Related first editions
- Under the Window: Pictures & Rhymes for Children (written and illustrated by Kate Greenaway; her first book both written and illustrated by herself)
- The Diverting History of John Gilpin (text by William Cowper) — Randolph Caldecott
- The Baby's Opera: A Book of Old Rhymes with New Dresses — Walter Crane
- The House That Jack Built — Randolph Caldecott
- The Garies and Their Friends — Frank J. Webb
- Winnie-the-Pooh — A. A. Milne (illus. E. H. Shepard)
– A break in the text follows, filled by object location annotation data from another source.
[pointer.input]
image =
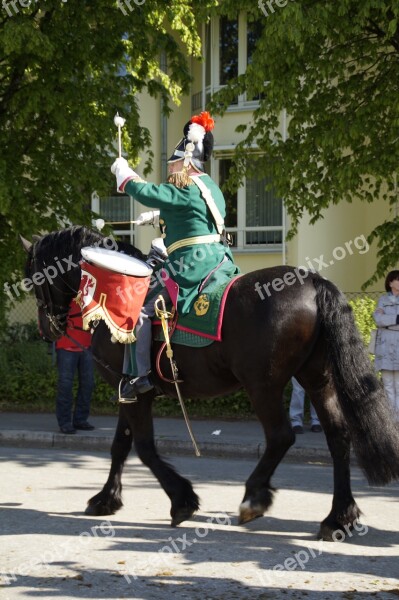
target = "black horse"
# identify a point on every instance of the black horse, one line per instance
(278, 323)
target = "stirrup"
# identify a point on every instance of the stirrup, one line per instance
(123, 400)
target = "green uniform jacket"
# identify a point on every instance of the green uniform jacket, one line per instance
(184, 214)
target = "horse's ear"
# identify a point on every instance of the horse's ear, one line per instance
(26, 245)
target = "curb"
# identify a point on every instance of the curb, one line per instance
(43, 439)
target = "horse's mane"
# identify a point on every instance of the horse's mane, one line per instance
(67, 241)
(70, 241)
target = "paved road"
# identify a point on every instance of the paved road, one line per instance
(55, 551)
(235, 439)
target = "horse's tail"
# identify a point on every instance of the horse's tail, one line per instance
(361, 396)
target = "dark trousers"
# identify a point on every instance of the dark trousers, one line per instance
(69, 363)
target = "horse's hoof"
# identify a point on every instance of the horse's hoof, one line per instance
(183, 514)
(99, 509)
(249, 513)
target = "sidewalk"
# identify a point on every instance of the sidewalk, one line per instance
(230, 439)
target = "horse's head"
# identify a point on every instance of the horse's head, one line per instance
(53, 268)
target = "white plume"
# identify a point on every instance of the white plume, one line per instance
(196, 133)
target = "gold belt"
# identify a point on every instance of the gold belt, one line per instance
(197, 239)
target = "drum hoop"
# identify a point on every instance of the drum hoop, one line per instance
(93, 254)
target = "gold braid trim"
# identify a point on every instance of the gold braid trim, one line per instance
(180, 180)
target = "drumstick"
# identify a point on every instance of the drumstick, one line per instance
(119, 122)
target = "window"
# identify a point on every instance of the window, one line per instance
(254, 215)
(228, 45)
(118, 212)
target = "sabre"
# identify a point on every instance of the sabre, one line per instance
(162, 313)
(119, 122)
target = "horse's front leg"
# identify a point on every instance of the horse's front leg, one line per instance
(184, 501)
(109, 500)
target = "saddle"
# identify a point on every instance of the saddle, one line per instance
(203, 324)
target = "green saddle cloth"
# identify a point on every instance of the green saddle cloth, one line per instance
(184, 338)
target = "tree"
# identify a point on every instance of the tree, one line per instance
(66, 67)
(334, 67)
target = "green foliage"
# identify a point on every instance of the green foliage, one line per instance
(363, 309)
(334, 68)
(66, 68)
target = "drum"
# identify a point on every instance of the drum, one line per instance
(113, 288)
(116, 261)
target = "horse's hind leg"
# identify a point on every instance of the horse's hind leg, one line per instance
(269, 407)
(344, 512)
(109, 500)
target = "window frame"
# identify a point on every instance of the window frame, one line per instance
(242, 228)
(208, 89)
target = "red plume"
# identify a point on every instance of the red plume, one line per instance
(205, 120)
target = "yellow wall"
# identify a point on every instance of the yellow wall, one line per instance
(339, 240)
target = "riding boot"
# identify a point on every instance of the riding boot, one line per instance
(131, 385)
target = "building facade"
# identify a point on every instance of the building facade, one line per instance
(335, 246)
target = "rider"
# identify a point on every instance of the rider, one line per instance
(192, 210)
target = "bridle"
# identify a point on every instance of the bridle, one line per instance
(56, 314)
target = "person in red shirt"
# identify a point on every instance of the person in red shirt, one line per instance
(74, 356)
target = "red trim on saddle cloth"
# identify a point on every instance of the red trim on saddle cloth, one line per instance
(114, 297)
(171, 286)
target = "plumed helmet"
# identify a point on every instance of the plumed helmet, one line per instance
(197, 143)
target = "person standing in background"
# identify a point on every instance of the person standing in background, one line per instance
(297, 406)
(386, 317)
(74, 356)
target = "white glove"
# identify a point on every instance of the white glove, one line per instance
(121, 169)
(148, 218)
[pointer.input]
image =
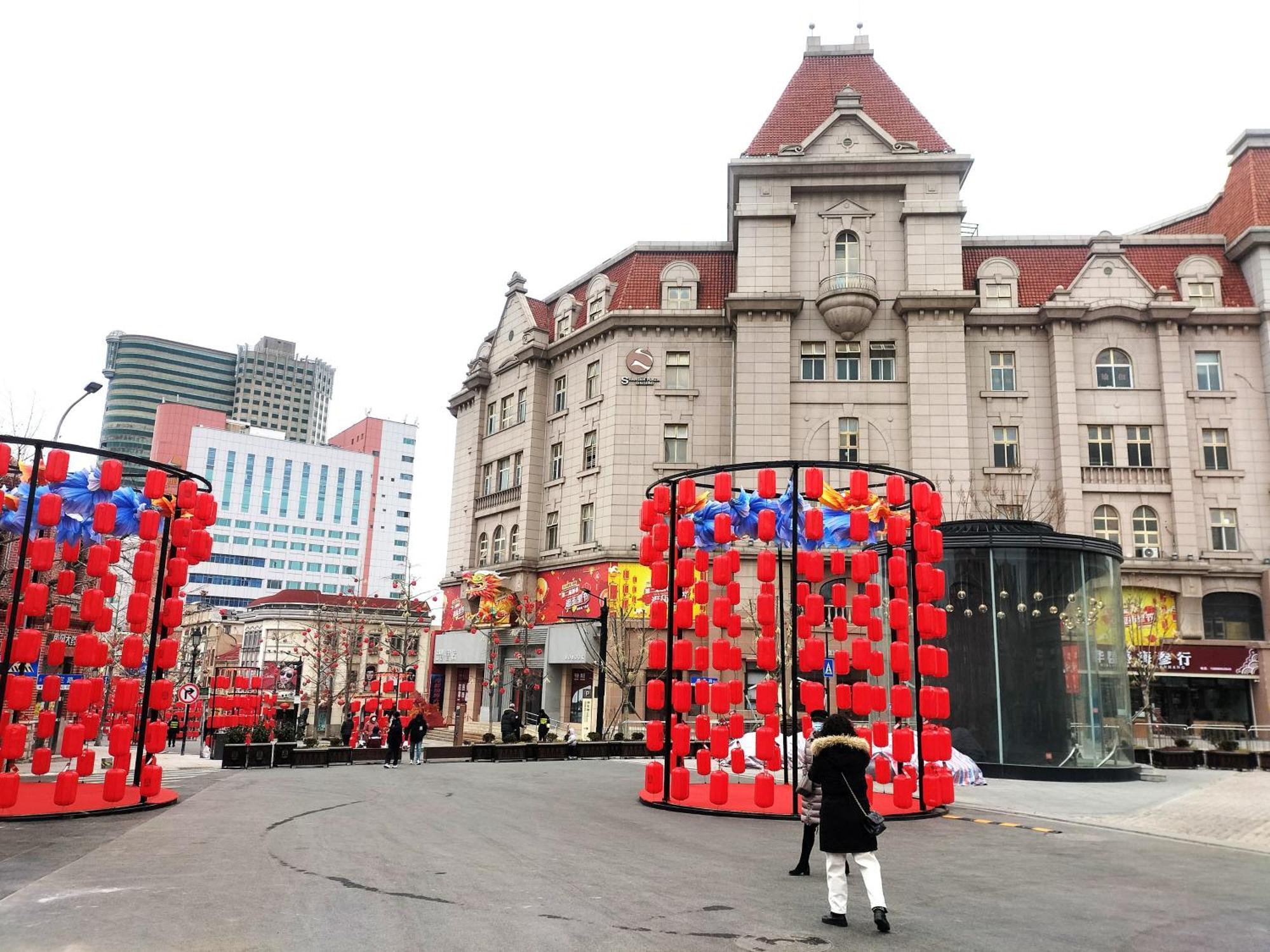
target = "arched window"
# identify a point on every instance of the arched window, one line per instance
(1113, 369)
(1234, 615)
(1107, 524)
(846, 253)
(1146, 531)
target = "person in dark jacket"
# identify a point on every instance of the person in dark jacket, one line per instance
(416, 731)
(511, 724)
(839, 764)
(394, 751)
(811, 802)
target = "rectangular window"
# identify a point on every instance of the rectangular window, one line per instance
(675, 444)
(1140, 446)
(1208, 370)
(590, 450)
(229, 480)
(846, 360)
(1226, 530)
(882, 360)
(849, 440)
(1102, 446)
(304, 491)
(1217, 450)
(322, 492)
(679, 370)
(813, 360)
(1005, 447)
(340, 494)
(1001, 371)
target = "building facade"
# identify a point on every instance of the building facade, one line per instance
(293, 516)
(266, 387)
(1111, 385)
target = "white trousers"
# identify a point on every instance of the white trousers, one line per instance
(836, 874)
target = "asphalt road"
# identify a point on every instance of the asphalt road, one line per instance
(561, 856)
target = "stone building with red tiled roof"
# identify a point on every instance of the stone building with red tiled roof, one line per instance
(1113, 384)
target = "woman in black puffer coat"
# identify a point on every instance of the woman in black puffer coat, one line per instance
(839, 764)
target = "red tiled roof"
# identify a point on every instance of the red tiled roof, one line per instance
(1244, 202)
(1042, 270)
(808, 101)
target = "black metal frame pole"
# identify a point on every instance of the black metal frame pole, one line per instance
(672, 558)
(18, 583)
(156, 626)
(796, 505)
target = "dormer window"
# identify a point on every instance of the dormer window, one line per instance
(680, 284)
(598, 298)
(1200, 281)
(846, 253)
(999, 284)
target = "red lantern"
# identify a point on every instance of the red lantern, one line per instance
(57, 465)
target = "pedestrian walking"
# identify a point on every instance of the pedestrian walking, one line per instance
(416, 732)
(839, 764)
(394, 750)
(511, 725)
(811, 794)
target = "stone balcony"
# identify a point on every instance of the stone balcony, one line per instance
(848, 303)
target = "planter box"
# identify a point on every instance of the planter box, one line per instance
(1231, 761)
(592, 750)
(505, 753)
(431, 755)
(309, 757)
(1175, 758)
(552, 752)
(234, 757)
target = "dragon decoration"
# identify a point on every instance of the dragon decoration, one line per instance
(744, 508)
(81, 493)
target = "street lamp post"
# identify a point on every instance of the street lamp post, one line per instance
(90, 389)
(195, 637)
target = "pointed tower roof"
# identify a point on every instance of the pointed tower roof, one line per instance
(811, 97)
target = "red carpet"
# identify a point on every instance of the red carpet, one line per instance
(36, 802)
(741, 800)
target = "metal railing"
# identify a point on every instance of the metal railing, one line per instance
(848, 281)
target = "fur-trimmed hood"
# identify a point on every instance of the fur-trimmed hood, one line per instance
(832, 741)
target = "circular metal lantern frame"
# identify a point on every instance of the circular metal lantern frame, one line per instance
(18, 582)
(787, 663)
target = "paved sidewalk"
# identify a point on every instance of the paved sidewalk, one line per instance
(1200, 807)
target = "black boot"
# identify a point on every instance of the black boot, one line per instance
(881, 920)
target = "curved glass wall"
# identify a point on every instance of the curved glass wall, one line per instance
(1037, 657)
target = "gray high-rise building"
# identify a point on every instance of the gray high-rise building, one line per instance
(266, 387)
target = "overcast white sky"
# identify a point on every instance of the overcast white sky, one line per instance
(364, 178)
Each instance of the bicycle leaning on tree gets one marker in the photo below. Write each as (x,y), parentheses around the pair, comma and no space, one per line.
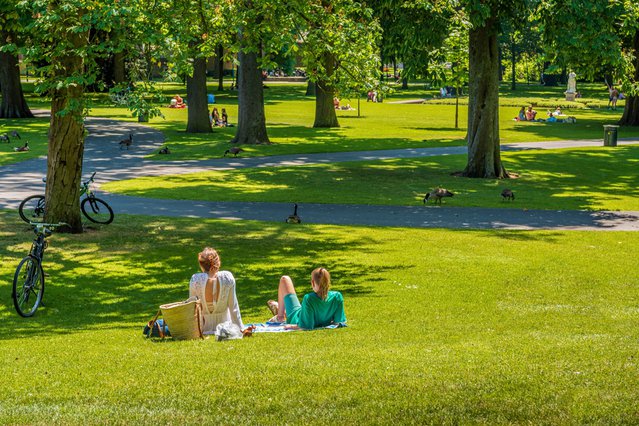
(31,209)
(28,281)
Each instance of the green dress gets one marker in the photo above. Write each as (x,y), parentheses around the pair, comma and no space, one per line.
(316,312)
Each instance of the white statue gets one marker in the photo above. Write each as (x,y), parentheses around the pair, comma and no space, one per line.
(572,82)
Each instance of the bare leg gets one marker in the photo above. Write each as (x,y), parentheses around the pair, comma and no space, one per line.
(286,287)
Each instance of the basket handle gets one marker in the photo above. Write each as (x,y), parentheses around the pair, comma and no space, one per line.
(198,314)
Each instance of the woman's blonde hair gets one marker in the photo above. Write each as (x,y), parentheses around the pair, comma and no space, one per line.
(323,280)
(209,259)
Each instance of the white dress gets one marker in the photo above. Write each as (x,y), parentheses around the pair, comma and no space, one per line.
(225,309)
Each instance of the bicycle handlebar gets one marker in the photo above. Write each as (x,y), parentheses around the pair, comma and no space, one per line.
(40,225)
(86,182)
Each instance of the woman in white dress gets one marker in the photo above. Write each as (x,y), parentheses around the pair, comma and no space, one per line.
(216,291)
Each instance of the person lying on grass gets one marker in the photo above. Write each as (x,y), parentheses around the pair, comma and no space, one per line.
(318,309)
(216,290)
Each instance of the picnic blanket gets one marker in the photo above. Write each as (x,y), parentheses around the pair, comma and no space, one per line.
(278,327)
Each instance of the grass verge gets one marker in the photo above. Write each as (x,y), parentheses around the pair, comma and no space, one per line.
(584,178)
(495,327)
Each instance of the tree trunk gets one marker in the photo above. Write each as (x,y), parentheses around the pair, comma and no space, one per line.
(484,159)
(324,94)
(196,96)
(66,144)
(220,76)
(513,60)
(13,103)
(631,110)
(251,121)
(310,89)
(119,68)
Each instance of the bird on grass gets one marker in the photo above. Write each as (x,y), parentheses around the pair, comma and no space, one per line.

- Now We Are Six — A. A. Milne (illustrated by E. H. Shepard)
- The House at Pooh Corner — A. A. Milne (illustrated by E. H. Shepard)
How to cite this page
New Mexico Literacy Project. “Is Under the Window: Pictures & Rhymes for Children by Kate Greenaway a First Edition? Points of Issue.” NMLP First-Edition Identification Reference. Reviewed 4 July 2026. Retrieved from https://newmexicoliteracyproject.org/first-edition/under-the-window-pictures-rhymes-for-children-kate-greenaway. Licensed CC BY 4.0 — part of the open Canonical First-Edition Points of Issue dataset (DOI 10.5281/zenodo.21184548).